10 March, 1979
James Brown was in Nashville recording vocals for his disco’d up 45, It’s Too Funky In Here, when he received a unique proposal. It was country music legend Porter Wagoner, inviting him to appear at the new Grand Ole Opry House, the venerable country music institution’s home since March 1974. Wagoner felt the presence of The Godfather Of Soul could provide a little appeal-widening pizzazz. “It’s nice to have a shot in the arm once in a while to make something exciting happen,” he reasoned. And so it was that on March 10 the Opry got funky, as The Hardest Working Man In Show Business appeared on its hallowed stage.
It was not the first time the Opry had featured a black performer. The earliest broadcasts, back in 1926, had featured harmonica ace DeFord Bailey, who in December 1927 debuted his trademark Pan American Blues on the very show that WSM manager George D Hay announced: “For the past hour we have been listening to music largely from Grand Opera but, from now on, we will present The Grand Ole Opry.” Even so, no other African-American performer would form part of the Opry line-up until Charley Pride appeared at the Ryman Auditorium in January 1967. Linda Martell, who became the first black female singer to grace the Opry in August 1969, was followed by The Pointer Sisters in 1974.
Mr Brown admitted he had little time for country sounds in his young days, saying, “When I worked for white people there was always a radio tuned in to country music.
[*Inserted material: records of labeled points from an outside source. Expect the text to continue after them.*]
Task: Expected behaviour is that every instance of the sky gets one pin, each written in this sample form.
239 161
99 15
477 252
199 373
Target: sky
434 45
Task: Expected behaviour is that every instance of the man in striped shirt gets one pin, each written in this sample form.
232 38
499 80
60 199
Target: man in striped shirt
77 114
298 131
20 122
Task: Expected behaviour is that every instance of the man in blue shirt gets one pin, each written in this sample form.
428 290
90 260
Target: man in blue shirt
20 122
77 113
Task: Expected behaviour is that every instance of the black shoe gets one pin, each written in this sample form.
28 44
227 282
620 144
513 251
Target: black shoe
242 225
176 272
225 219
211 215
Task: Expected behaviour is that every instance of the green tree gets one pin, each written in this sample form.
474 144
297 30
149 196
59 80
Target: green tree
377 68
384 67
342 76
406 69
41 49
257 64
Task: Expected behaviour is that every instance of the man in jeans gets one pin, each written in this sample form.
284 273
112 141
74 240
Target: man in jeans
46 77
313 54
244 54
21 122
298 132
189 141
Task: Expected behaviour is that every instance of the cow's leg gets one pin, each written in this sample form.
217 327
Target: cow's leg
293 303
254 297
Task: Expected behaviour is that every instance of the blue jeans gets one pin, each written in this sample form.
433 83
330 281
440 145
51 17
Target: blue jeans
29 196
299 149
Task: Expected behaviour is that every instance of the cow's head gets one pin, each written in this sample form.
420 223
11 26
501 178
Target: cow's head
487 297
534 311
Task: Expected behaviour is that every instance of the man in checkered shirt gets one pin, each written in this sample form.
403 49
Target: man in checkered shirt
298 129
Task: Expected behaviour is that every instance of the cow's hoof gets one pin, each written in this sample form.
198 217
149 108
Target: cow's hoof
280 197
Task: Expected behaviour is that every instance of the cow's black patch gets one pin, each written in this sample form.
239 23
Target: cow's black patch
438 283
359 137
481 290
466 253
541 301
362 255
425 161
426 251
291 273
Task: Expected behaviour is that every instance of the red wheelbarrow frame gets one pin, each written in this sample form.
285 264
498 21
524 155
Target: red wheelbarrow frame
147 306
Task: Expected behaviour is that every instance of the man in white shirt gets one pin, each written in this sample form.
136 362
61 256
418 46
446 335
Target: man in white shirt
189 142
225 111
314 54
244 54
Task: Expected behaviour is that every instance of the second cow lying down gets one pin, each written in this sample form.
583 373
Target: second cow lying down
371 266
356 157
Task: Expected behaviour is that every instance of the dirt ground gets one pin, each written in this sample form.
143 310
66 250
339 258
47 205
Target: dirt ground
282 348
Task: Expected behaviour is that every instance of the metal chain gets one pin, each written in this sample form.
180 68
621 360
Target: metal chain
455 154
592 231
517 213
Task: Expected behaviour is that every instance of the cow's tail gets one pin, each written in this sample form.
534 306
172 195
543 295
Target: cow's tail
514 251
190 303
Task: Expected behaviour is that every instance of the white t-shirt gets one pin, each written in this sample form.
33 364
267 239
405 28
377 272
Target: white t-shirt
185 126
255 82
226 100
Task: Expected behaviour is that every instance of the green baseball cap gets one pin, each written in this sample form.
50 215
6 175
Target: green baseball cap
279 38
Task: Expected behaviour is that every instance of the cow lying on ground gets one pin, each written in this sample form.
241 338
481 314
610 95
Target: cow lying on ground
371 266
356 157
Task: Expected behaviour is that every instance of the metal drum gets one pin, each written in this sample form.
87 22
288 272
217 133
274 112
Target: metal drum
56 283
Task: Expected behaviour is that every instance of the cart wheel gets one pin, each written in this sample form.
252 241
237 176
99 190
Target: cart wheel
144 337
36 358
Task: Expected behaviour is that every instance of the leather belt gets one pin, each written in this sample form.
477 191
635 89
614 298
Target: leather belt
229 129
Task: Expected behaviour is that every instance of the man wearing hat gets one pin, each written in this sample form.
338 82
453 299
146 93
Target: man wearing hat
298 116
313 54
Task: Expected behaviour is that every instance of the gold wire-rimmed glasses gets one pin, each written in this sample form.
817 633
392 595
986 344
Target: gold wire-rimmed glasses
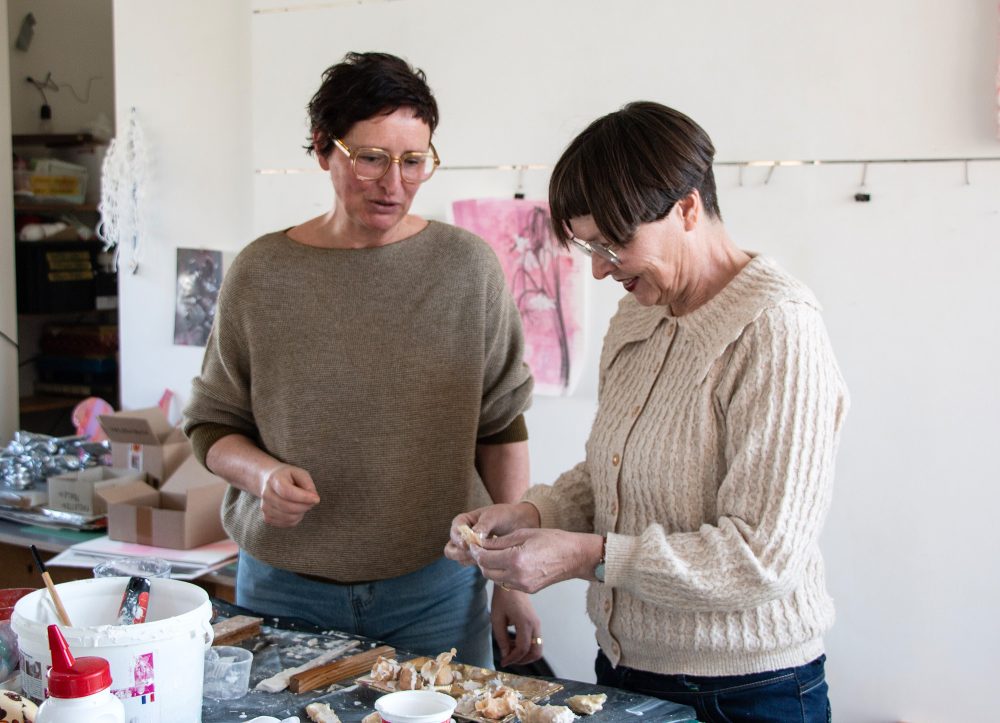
602 250
370 164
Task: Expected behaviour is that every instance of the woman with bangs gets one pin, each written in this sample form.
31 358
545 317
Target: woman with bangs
697 509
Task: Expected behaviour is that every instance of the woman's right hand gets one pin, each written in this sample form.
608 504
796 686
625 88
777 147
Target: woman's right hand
286 494
493 520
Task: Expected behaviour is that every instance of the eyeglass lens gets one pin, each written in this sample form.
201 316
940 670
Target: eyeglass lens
603 251
372 163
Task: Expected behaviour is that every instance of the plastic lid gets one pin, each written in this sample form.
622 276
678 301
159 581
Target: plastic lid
74 678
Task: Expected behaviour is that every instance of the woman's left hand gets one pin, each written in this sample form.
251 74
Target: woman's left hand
512 608
532 559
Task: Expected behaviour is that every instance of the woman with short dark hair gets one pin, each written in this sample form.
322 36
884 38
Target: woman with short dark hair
363 384
697 510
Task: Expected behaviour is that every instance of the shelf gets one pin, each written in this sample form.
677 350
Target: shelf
55 140
39 403
53 207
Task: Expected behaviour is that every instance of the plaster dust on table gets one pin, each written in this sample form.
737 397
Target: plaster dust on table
277 650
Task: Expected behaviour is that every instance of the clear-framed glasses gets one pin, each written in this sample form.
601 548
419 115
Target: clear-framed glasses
370 164
602 250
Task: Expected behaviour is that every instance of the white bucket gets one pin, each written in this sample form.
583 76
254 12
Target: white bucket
156 666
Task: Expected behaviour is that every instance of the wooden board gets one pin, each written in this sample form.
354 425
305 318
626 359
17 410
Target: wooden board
533 689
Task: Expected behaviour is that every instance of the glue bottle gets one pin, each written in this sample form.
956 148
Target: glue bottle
79 690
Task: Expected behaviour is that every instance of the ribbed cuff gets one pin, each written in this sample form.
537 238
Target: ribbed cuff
516 431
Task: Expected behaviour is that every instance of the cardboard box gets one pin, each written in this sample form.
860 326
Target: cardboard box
184 513
144 440
75 491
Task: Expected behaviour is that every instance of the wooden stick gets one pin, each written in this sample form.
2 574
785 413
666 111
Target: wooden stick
60 610
236 629
338 670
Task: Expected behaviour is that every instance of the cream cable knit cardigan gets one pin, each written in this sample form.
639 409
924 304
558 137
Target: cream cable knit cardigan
709 467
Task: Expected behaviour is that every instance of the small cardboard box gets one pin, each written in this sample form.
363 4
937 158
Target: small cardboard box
75 491
184 513
144 440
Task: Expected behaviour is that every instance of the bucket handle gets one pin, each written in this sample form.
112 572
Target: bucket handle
208 633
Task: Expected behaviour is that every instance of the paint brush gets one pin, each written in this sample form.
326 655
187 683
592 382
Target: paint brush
60 610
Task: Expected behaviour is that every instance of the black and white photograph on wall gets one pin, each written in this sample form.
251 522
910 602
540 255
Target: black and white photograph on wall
199 276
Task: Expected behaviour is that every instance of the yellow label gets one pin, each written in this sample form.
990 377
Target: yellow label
55 185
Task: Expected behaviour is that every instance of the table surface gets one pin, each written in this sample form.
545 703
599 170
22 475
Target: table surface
286 643
51 539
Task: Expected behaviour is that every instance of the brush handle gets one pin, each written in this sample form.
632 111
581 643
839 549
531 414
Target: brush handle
60 610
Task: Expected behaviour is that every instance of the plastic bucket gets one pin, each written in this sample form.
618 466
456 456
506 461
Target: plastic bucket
8 641
156 667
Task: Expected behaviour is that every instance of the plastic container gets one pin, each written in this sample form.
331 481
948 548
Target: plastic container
416 706
79 689
156 667
8 641
133 567
227 672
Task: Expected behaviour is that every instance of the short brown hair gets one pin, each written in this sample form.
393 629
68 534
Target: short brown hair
363 86
630 167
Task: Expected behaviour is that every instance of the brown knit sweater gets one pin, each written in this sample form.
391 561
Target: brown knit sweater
376 370
710 467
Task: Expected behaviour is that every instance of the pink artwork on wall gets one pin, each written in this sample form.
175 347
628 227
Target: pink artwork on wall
547 281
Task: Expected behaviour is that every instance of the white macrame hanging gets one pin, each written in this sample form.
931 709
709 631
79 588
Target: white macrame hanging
123 185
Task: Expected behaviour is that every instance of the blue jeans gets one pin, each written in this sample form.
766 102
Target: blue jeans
789 695
429 611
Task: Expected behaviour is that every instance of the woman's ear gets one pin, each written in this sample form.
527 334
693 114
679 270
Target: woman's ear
318 141
690 207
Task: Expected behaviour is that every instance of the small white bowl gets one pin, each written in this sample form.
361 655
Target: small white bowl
416 706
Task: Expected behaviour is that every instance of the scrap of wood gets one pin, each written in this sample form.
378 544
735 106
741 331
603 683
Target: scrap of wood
236 629
277 683
338 670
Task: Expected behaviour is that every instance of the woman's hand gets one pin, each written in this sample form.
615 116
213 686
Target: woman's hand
530 560
488 521
512 608
286 494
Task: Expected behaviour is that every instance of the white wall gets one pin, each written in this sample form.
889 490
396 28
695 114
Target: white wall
71 40
906 279
185 68
8 296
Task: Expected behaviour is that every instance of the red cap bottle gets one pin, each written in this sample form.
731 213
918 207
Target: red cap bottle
79 689
74 678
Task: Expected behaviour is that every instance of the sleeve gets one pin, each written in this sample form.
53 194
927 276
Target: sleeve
507 381
568 504
782 402
220 395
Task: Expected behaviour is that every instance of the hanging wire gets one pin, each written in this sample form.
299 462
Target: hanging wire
771 165
43 85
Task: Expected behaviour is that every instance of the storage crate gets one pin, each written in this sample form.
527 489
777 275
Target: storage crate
56 276
55 180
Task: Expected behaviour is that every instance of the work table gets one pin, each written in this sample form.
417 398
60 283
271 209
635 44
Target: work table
283 641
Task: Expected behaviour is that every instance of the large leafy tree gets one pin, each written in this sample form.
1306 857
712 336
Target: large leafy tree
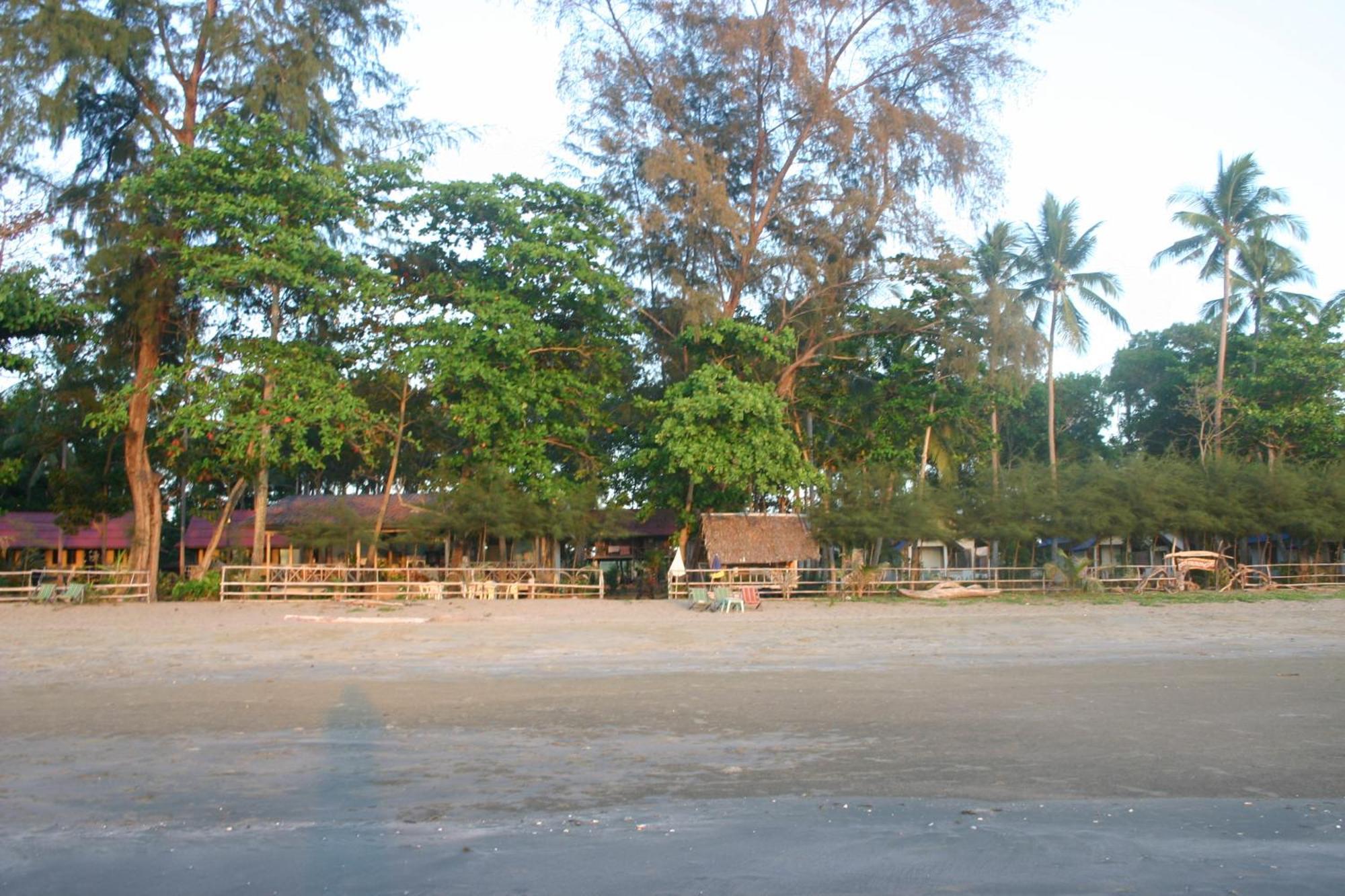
1223 221
1292 389
766 155
1153 378
1054 253
263 222
512 322
120 80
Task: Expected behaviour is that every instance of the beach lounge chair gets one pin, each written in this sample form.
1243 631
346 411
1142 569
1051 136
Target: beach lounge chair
724 599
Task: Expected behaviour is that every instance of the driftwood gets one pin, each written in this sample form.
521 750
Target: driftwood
946 589
371 620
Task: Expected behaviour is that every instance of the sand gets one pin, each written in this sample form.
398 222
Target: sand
224 748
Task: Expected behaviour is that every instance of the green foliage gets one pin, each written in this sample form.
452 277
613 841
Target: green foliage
30 307
204 588
512 319
728 434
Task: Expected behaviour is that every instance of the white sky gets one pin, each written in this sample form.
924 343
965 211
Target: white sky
1135 99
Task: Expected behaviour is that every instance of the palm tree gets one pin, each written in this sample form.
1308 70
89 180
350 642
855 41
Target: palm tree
1055 252
1013 342
1225 220
1265 270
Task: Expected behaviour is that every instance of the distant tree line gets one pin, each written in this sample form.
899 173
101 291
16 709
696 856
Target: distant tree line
228 288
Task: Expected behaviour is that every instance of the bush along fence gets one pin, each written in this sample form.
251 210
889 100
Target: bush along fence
365 583
75 585
1198 573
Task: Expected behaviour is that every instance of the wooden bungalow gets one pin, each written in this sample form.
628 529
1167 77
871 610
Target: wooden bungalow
34 538
630 538
313 529
757 540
It was constantly forced on you.” Later, he changed his opinion, naming Tex Ritter, Lefty Frizzell, and Little Jimmy Dickens – of May The Bird Of Paradise Fly Up Your Nose fame – among his favourite country artists.
The news that Brown was going to play the gig had caused local furore, however. The Memphis Press Scimitar drafted a headline proclaiming: “Invitation To Soul Singer Brings Disharmony to Grand Ole Opry.”
Honky-tonk singer-songwriter Jean Shepard said that she wouldn’t share the stage with Brown, claiming: “It’s a slap in the face to those people who drive thousands of miles to see the Opry and have to be subjected to James Brown.” Roy Acuff, the Opry legend who gave President Nixon on-stage yo-yo lessons during his visit in 1974, merely remarked: “I wish I could go out there and speak my mind – but I won’t.”
Come the night, Brown appeared on the seven o’clock portion of the Wagoner-hosted show, followed by Skeeter Davis, one of the performers who welcomed the soul man’s presence. Davis herself had fallen foul of the Music City hierarchy some years earlier, when she’d criticised the police for arresting some evangelists in a local shopping centre.
Brown, who worked with Porter Wagoner’s band because of a refusal to let him use his own horn section, opened with a version of Hank Williams’ iconic Your Cheatin’ Heart, then delivered soulful takes on Georgia On My Mind and Tennessee Waltz, before closing with a typically action-packed Papa’s Got A Brand New Bag, doing the splits, tossing the microphone and showboating at his utmost. At which point the audience booed, because Brown had ditched country propriety and brought on extra musicians.
There were complaints that Brown had performed over his allotted time, though Wagoner, who recorded the slot, confirmed that it lasted only 17 minutes. But this was all the time it took, it seems, to inflame those inclined to be inflamed.
“I could throw up. The next thing you know we’ll be doing a strip out there.”
Piano-playing Del Wood, the Opry regular whose Down Yonder had sold over a million in 1951, insisted to the Nashville Banner: “It’s not an anti-black issue. Don’t get us wrong, it’s not racial. We’re proud of black country entertainers like DeFord Bailey, O.B. McClinton and Charley Pride. But I’m against James Brown’s music on the stage of the Opry and what it stands for. I could throw up. The next thing you know we’ll be doing a strip out there.”
Despite all the brouhaha, Brown was happy to appear at country music’s most revered venue, and informed the Augusta Chronicle that it was one of the high points in his career.
“They treated me like I was a prodigal son… so nice I felt guilty,” he told Don Rhodes, author of the 2008 JB biography, Say It Loud! “I felt I got as much praise as a white man who goes into a black church and puts $100 in the collection plate.”